There was a sour edge to Remington's voice, and Laura glanced at him. "What's the matter?"

"I hate being under that man's thumb, that's what's the matter. Either he'll prevent me from entering the U.S., or I'll get in with no problem and owe it all to him. I don't know which galls me the most. The latter, I suspect."

"Be as galled as you want, Mr. Steele. All I care about is that you're coming home with me. If I have Tony to thank for that, then so be it. Not that I'll actually, literally, thank him for it. But I'm grateful all the same."

By now they were at their gate, and they settled in for the duration. Slouched in a chair, Remington prepared to nap, stretching out his long legs, tipping his cap over his eyes and crossing his arms. Laura, meanwhile, pulled out all the receipts they'd accumulated over the past fourteen days and reviewed their expenses. Was there a way in which she could, when tax time rolled around, legitimately write off the money she'd spent to keep the head of the firm from being deported? That would allow her to deduct almost all their bills from Mexico, London and Ireland. It was an interesting question, and she scribbled a reminder to call their accountant on Tuesday to find out.

Finally the attendants began to announce the order in which the passengers could board the flight to Los Angeles. Laura gathered the assorted slips of paper into a neat pile, folded the expense sheet around them, and tucked them into a pocket of her carry on. Then she took Remington by the shoulder and shook him. "They're calling our flight."

He came awake, as he usually did under such circumstances, with a start. "Eh? What? Ah, Laura! What is it? What's wrong?"

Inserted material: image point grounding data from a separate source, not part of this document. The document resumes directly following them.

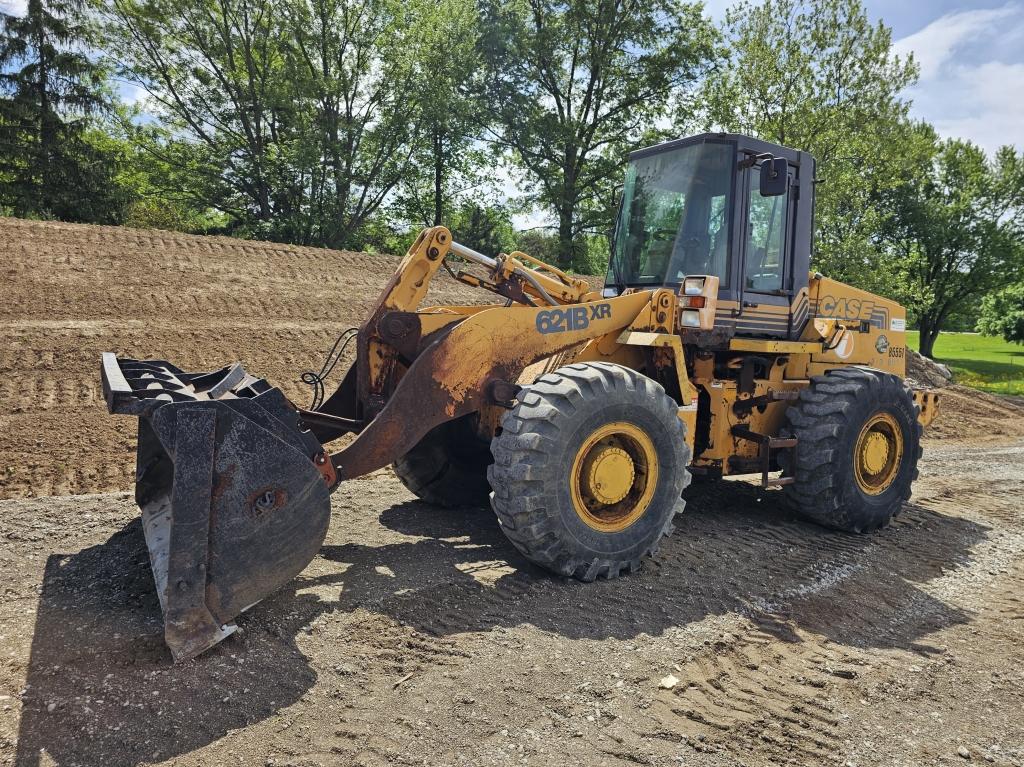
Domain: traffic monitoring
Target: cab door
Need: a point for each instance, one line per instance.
(766, 258)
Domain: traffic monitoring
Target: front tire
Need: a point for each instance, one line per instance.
(448, 467)
(858, 442)
(589, 470)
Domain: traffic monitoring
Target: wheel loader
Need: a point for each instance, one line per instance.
(579, 413)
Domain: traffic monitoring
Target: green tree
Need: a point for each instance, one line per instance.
(574, 85)
(956, 231)
(484, 228)
(818, 76)
(1003, 314)
(49, 89)
(448, 170)
(295, 118)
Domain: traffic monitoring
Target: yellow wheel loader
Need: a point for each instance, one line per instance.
(579, 413)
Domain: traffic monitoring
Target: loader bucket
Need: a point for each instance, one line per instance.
(235, 495)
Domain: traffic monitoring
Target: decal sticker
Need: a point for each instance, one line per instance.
(845, 346)
(570, 317)
(845, 308)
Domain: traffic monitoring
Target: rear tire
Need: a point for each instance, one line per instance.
(589, 470)
(858, 442)
(448, 467)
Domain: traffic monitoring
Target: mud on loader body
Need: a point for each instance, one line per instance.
(581, 414)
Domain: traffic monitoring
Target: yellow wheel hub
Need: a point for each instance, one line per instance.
(878, 454)
(608, 474)
(613, 476)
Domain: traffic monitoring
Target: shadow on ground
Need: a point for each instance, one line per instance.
(98, 657)
(735, 549)
(100, 687)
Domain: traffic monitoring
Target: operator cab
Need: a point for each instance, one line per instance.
(722, 205)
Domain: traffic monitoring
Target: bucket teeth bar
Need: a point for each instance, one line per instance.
(233, 504)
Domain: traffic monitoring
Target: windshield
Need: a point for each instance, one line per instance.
(674, 217)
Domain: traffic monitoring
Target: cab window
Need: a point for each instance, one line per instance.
(765, 238)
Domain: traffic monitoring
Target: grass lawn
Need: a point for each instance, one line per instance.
(980, 361)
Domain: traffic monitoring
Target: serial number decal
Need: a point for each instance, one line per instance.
(571, 317)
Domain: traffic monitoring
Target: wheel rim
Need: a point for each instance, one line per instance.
(613, 476)
(878, 454)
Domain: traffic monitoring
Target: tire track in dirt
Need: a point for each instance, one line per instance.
(75, 291)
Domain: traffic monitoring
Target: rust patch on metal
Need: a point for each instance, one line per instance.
(266, 500)
(222, 481)
(326, 468)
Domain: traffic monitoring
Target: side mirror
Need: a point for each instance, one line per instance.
(773, 176)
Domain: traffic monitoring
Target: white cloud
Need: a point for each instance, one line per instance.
(972, 75)
(939, 41)
(14, 7)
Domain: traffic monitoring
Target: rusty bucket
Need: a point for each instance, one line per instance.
(235, 494)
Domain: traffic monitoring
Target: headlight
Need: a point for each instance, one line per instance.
(690, 318)
(693, 286)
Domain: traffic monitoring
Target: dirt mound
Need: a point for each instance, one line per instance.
(969, 414)
(73, 292)
(927, 372)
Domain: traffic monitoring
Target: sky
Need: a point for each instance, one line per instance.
(971, 56)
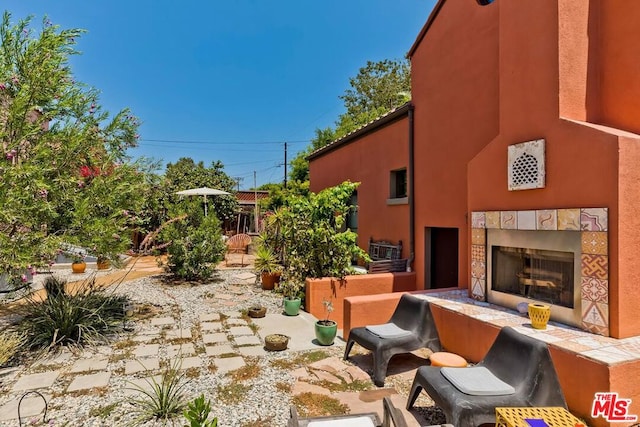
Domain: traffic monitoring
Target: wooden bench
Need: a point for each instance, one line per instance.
(386, 257)
(237, 244)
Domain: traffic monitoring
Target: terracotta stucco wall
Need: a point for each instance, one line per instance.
(455, 93)
(370, 160)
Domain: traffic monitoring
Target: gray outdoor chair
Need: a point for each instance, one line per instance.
(411, 327)
(516, 372)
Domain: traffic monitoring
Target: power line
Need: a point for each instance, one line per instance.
(180, 141)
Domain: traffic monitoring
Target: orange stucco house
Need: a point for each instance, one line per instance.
(522, 155)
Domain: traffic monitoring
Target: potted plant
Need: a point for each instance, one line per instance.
(292, 300)
(326, 330)
(266, 264)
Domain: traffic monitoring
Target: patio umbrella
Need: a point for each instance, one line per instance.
(202, 191)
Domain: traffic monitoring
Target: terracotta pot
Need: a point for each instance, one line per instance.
(78, 267)
(276, 342)
(539, 315)
(269, 280)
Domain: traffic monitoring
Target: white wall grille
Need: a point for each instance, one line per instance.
(526, 165)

"Time to go home, Mr. Steele," she said, laughing at him. "Are you coming?"

"Coming, coming…don't be ridiculous! Of course I'm coming." He scrambled up out of his seat to prove it.

They were busy collecting their belongings – her purse, the carry on luggage, their coats – and pulling out their boarding passes, when a sudden thought occurred him. He stopped and looked at her. "Laura, I just realized something: this really is the end of the honeymoon."

He looked so forlorn at the prospect that she found herself laughing at him again. "You're right. On the other hand, it's also the beginning of our real life together. The inseparable Steeles."

His eyebrows shot up in surprise. " 'Inseparable Steeles'? Why, Laura!"

"I just now thought that up. Don't you like it?"

"It makes you sound positively optimistic about us!"

"I feel optimistic about us. Look at everything we've gone through in the past month. Yet here we are, engaged for real...and in love. Like I said: inseparable."

A slow grin lit up his face. "So we are, Mrs. Steele," he softly agreed. "So we are."

Over the loudspeaker, the flight attendant was making the final boarding call for their flight. Laura cocked her head and smiled back at him. "Shall we blow this Popsicle stand, Mr. Steele?"

"We shall indeed, my love." He inclined his head in the motion that meant, go on ahead of me. He fell in just behind her when she did so, his hand coming to rest lightly at the small of her back. They merged into the line at the gate, surrendered their boarding passes to the attendant when their turn came and disappeared down the jet way.

It was only then that a tall man wearing a mechanic's jump suit and a baseball cap came forward out of the shadows in which he'd been lingering across the way. Swiftly he turned and strode down the corridor and took the escalator that led to the ticketing level. He stopped at the first international airline he came to and stepped up to the counter. He wasn't conscious of it, but he spoke the same words he'd used at Playa de Oro International, Manzanillo, Colima, Mexico, nearly three weeks before:

"When's your next flight to Los Angeles?"